Y en tercer lugar, tres años después, El mar y el tiempo (1989) se trasladaba al año 1968 para mostrar el regreso a España de un viejo anarquista exiliado en Argentina y que a su vuelta se encuentra con un lugar extraño, inhóspito y en el que sus recuerdos se han diluido y sus familiares y amigos, aun compartiendo sus antiguos ideales, han sido irreversiblemente seducidos, de nuevo, por la causa del enriquecimiento inmoral.
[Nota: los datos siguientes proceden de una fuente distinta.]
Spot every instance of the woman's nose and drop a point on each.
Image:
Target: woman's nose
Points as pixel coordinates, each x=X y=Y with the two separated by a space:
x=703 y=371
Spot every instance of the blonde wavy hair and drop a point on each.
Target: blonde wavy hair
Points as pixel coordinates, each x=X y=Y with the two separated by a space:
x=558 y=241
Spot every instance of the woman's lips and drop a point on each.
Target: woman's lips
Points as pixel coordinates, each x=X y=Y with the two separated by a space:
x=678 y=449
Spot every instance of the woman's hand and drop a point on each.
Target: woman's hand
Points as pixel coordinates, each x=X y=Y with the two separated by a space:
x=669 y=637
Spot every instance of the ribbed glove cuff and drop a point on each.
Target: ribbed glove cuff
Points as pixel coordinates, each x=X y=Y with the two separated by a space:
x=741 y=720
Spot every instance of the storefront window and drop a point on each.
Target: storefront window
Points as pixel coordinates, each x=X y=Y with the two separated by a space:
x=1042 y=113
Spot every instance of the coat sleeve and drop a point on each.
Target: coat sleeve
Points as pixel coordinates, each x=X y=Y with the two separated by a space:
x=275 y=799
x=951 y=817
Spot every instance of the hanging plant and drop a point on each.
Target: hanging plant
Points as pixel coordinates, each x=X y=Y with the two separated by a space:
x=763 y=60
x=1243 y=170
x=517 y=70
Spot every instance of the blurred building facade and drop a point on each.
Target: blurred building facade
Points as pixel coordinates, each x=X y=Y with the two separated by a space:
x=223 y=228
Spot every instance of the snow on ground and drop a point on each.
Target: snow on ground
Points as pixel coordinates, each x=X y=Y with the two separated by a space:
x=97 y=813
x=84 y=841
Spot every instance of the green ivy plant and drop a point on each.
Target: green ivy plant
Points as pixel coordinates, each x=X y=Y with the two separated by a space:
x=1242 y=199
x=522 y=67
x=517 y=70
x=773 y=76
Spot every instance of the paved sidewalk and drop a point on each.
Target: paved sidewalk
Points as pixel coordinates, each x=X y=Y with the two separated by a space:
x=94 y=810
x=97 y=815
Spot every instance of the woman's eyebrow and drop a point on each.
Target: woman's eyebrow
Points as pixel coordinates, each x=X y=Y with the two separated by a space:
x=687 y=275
Estas tres obras tuvieron la virtud de situar a Fernán Gómez en el mapa de los cineastas españoles, proporcionándole un reconocimiento hasta entonces vedado (El viaje a ninguna parte fue la gran triunfadora en la edición de los Goya de 1986) y recuperando algunas de sus viejas constantes: el registro popular, el envilecimiento de los ideales por la corrupción ambiental, la picaresca como principal motor que impulsa a salir adelante a sus personajes y un cierto realismo costumbrista, añadiéndole a su vez una pesadumbre y cierto hastío vital que nace de la madurez (en paralelo al propio envejecimiento del actor y director) y abandonando el afán de experimentación formal, aunque mantiene el descuido estético que sigue siendo marca de fábrica de sus películas.
El reconocimiento, en esos mismos años, a su obra como novelista y dramaturgo (la citada El viaje a ninguna parte y Las bicicletas son para el verano cosecharon una gran acogida crítica) le granjearon además a Fernán Gómez un cierto prestigio como intelectual, columnista de El País en su etapa de máxima influencia, premio Príncipe de Asturias y, finalmente, académico. Su postrero éxito también como memorialista (El tiempo amarillo fue elogiada por Francisco Rico como uno de los libros de memorias más relevantes de la historia de la literatura española) coadyuvó a una revisión de su trayectoria como cineasta a través de diversos ciclos, estudios, tesis doctorales o reposiciones televisivas.
En este contexto, la restauración y reestreno, aunque simbólico, de una pieza clave en el cine español de los 60 como El mundo sigue es un jalón más que, esperemos, siembre la oportuna cosecha en un presente que necesita de la reivindicación de nombres tan imprescindibles en el mundo del cine español como el de este personal autor, tantas veces opacado en el siempre incompleto canon de una cinematografía tan accidentada como escondida, tan guadianesca como trascedente, tan estimulante como mal entendida.
Muy bueno el artículo sobre Fernando Fernán Gómez, enorme actor. Anoche vi “El Capitán Veneno”(1950) con Sara Montiel, basado en el libro de Alarcón, un folletín simpático para mi, que soy bastante hispanófilo aunque soy argentino. Me impresionó la apostura de FFG, a quien en general he visto en papeles de cómico o característico, podría haber fungido cómo galán, pero sospecho que él mismo no debía querer ubicarse en ese rol. Veo mucho cine español en un canal acá, en Buenos Aires, muchas películas antiguas que disfruto enormemente. Saludos !!!